A Catastrophic Malpractice Injury Guide

When you’ve lost mobility or function due to a catastrophic malpractice injury, you’ll want a guide to help you through this worst-case scenario. Injuries of this magnitude happen more often than most people realize, yet a disability or catastrophic loss isn’t news anyone is prepared to hear. Many of these adverse events are due to preventable errors, like miscommunication or system failures, which only make the situation feel even more unfair for those affected.

What Constitutes a Catastrophic Medical Injury?

Medical malpractice resulting in a disability or extensive harm that leaves permanent or long-term effects constitutes a catastrophic injury. In these types of malpractice cases, avoidable medical mistakes lead to severe consequences that can take months or years to heal, if ever.

The difference between catastrophic and non-catastrophic injuries is the impact of the damage caused by the medical mistake. Though this is subjective, disabilities that require around-the-clock care or extensive rehab, or injuries that diminish someone’s quality of life, are considered catastrophic by most courts. 

How Catastrophic Malpractice Injuries Happen

Though it is difficult to think about, nearly any medical treatment can result in malpractice and leave you disabled or disfigured. Surgical errors, adverse drug reactions, and birthing complications are common malpractice injuries in South Carolina, and any of these errors can result from seemingly routine procedures. The damage to a person’s body or brain, resulting in lasting scars, reduced motor functions, or diminished mental capacities, plus the actions of the faulty healthcare provider determines the severity of the malpractice. 

No one can predict which situations will result in catastrophic malpractice injuries. These examples illustrate the range of malpractice injuries that can be life-altering for patients:

  • Burn injuries 
  • Loss of body functions 
  • Internal organ damage due to anesthesia errors, misdiagnoses, or misused medical tools
  • Paralysis resulting from surgical mistakes that damage nerves or the spinal cord
  • Mental or physical disabilities from birthing injuries
  • Improper monitoring, or failure to provide proper care
  • Infections resulting in illnesses from improper hygiene practices in an operating room or facility, or failures during surgery

Your Rights as an Injured Patient

Let this catastrophic malpractice injury guide serve as a reminder that you have the right to advocate for your health and well-being. Champion your case by documenting your experience, including follow-up care, pain levels, and progression of the injury or illness, and then seek professional legal help.
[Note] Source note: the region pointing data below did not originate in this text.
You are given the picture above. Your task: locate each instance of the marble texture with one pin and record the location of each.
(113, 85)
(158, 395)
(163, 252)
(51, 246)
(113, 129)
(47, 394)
Getting the opinion or assistance of a medical malpractice legal advocate is well within your rights when facing a disability or injury. These professionals can evaluate your situation fairly and recommend the best course of action. When you consider that healthcare providers are backed by malpractice insurance companies who will try to discredit your claim, it is only fair that you have someone on your side. Experienced counsel can calculate the South Carolina Statute of Limitations to provide a timeline for your claim and guide you through complex pre-suit procedures.

Proving a Disability Resulted From Medical Malpractice

With catastrophic malpractice injuries, proving a recognizable amount of damages is not the challenge—substantiating the cause of the injury is often the biggest burden these patients face. There are many obstacles to overcome when tying an impairment, disfigurement, or loss of function to malpractice by a physician, surgeon, or healthcare provider. Meeting these guidelines is prerequisite to establishing a catastrophic malpractice injury:

  • Duty: The healthcare provider or practitioner must have been providing care that resulted in the harm.
  • Breach: The entity must have violated the standard of care for providing the treatment you were due.
  • Causation: The breach in care directly resulted in the damages, injury, or disfigurement you are experiencing.

While these factors are required for all malpractice cases in South Carolina, proving catastrophic injuries often includes understanding complex medical records, lab results, and procedures. These cases require resources and experts to trace the harm to a medical mistake, and experts must be chosen carefully to ensure they can explain the injury clearly to those without medical backgrounds, such as judges or members of a jury.